During this time, Serra also became preoccupied with questions of size and spatial relationships, creating a series of increasingly large prints that evoke the altered perception his sculptures inspire. Some of the most monumental projects ever printed at Gemini, these prints are muralesque, dwarfing the viewer and instilling a sense of bodily awareness as virtue of their very scale. In works like the gargantuan Double rift V and the only slightly smaller Weights and Double Level series, Serra further explored the optical effects of negative space, finding new qualities in the deep black color of ink though experiments in formal juxtaposition. “Black is a property, not a quality”, Serra wrote in his 1998 Notes on drawing. “In terms of weight, black is heavier, creates a larger volume, holds itself in a more compressed field. It is comparable to forging”.

Serra’s editions at Gemini always pushed material innovation in completely new directions, perhaps most dramatically evident in the exquisitely subtle Composites as well as the evolving sand, silica and oil stick mixture that gave editions like Reversals and the giant Casablanca series their signature grit and texture. Their shiny black surfaces recall asphalt and volcanic rock, dramatically communicating Serra’s conception of pure, elemental form perhaps more clearly than any previous projects.

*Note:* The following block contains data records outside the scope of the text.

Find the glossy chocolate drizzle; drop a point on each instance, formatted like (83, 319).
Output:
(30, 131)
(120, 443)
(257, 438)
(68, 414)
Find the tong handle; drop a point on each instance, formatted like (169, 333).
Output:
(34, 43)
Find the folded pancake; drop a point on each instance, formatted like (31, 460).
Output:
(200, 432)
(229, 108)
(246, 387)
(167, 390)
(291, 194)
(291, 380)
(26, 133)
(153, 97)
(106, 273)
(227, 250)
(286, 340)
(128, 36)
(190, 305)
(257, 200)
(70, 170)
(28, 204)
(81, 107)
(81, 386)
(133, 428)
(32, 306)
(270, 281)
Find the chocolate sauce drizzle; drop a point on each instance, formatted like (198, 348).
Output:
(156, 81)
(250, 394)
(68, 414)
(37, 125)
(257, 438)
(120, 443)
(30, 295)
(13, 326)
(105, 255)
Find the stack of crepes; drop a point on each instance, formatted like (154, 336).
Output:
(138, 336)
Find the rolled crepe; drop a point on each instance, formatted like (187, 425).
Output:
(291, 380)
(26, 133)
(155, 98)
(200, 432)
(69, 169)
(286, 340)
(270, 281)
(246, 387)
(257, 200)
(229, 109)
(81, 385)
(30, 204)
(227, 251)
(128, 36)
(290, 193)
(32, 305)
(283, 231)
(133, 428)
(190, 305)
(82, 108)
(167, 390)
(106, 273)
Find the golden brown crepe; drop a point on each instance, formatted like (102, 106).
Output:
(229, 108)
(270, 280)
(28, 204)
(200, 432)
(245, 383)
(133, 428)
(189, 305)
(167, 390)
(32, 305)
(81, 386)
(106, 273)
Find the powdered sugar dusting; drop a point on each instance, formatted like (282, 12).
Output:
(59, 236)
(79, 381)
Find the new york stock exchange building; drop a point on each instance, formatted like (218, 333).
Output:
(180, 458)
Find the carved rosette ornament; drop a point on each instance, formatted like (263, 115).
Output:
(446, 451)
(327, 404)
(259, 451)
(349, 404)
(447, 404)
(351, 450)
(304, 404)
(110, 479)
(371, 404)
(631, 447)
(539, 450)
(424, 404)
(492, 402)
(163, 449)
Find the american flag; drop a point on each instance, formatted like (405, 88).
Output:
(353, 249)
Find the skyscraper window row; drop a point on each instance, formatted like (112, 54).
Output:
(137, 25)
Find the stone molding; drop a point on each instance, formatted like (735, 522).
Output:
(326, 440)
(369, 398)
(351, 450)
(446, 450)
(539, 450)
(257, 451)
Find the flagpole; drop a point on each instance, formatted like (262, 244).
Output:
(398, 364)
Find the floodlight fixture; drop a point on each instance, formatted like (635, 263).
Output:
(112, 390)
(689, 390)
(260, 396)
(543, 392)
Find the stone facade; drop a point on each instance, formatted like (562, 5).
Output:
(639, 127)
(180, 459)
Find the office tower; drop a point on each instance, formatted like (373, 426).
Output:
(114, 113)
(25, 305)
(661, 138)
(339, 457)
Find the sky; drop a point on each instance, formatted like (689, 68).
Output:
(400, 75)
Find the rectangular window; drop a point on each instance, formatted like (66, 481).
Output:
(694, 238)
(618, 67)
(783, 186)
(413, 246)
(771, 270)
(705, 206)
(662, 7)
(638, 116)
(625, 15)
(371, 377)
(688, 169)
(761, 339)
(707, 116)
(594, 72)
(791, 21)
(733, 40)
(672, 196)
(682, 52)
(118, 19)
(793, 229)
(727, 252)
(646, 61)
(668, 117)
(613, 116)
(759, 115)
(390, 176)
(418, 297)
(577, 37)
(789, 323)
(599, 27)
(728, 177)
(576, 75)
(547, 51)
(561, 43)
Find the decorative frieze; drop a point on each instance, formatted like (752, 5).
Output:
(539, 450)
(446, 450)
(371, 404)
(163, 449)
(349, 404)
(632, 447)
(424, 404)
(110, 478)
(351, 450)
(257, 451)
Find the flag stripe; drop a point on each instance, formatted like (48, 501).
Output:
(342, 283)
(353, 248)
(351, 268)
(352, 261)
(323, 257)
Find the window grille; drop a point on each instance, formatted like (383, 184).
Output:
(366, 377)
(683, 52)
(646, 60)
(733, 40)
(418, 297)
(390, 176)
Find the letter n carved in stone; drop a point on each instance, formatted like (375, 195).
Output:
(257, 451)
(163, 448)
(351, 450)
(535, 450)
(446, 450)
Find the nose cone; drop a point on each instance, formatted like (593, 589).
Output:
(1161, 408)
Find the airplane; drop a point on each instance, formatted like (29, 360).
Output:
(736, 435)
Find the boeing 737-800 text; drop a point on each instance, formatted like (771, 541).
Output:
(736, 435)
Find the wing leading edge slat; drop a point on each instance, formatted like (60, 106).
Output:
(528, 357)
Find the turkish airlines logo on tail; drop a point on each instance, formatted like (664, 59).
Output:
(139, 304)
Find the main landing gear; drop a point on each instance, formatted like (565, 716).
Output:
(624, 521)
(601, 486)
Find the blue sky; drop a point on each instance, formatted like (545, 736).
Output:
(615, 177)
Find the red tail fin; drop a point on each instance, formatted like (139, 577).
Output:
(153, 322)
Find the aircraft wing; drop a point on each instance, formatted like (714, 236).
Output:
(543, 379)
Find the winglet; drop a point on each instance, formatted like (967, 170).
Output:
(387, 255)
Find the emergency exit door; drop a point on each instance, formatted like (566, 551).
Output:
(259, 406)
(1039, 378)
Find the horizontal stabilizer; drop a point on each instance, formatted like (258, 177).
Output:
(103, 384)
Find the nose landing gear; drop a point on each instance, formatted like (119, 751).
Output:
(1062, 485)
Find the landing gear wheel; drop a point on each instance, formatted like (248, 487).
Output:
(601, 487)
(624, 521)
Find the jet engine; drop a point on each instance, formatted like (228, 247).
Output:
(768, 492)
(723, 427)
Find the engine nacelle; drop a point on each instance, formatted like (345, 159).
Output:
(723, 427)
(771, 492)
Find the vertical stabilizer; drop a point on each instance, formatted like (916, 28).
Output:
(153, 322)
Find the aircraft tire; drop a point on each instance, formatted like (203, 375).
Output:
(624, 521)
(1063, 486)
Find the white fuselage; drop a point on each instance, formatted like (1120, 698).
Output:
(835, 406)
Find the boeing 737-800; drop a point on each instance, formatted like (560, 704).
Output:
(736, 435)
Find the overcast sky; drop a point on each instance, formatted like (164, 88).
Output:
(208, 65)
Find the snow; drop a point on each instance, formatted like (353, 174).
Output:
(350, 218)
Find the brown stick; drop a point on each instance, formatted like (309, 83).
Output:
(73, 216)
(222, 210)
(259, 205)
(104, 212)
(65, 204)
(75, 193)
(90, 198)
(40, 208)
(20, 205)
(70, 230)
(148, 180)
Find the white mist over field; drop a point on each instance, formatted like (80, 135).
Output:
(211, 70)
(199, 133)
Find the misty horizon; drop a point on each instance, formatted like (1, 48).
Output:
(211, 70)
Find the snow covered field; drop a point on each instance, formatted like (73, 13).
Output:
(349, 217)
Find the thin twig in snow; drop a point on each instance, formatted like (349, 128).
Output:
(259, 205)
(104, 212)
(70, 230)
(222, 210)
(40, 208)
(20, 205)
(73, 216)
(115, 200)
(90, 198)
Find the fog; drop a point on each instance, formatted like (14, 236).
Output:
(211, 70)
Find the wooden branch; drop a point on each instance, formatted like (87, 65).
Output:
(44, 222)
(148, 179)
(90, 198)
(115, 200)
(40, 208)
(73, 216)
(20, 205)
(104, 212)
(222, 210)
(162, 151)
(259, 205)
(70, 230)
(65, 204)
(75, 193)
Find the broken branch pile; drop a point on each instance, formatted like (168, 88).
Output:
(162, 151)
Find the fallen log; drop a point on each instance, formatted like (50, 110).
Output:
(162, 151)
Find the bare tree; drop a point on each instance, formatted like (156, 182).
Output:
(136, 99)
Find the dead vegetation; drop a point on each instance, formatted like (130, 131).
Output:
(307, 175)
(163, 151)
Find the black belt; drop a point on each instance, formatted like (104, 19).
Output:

Serra’s last project at Gemini was the Hitchcock series, which further refined the oil stick mixture and brought the awe of Serra’s forms into a more intimate scale, a theme echoed throughout Serra’s print oeuvre. Distinct from his massive sculptural installations, Serra’s prints can capture the artist’s ever-evolving practice on a scale small enough to appreciate in context. Five decades of printmaking aims to highlight Serra’s legacy as a groundbreaking printmaker, and to appreciate the legacy of his extraordinary collaborations with Gemini G.E.L. and master printer Xavier Fumat, who collaborated with Serra for over 25 years. When the Hammer Museum honored Gemini co-founder Sidney Felsen and his wife Joni Weyl in October 2004, it was Serra who made the tribute remarks. Exquisitely expressed, in part he said, “Printmaking is a cult performed by practitioners who suffer from occasional anxiety, who demand guidance and support and patient collaboration, who need a witness to watch the process from the start, a witness who understands how the mark can be transformed and reproduced to evoke the printed image”. From his first edition in 1972 to his last in 2024, Gemini G.E.L. has been proud to support and nurture the creation of an iconic body of work and an artistic voice as singular and clear as Richard Serra’s.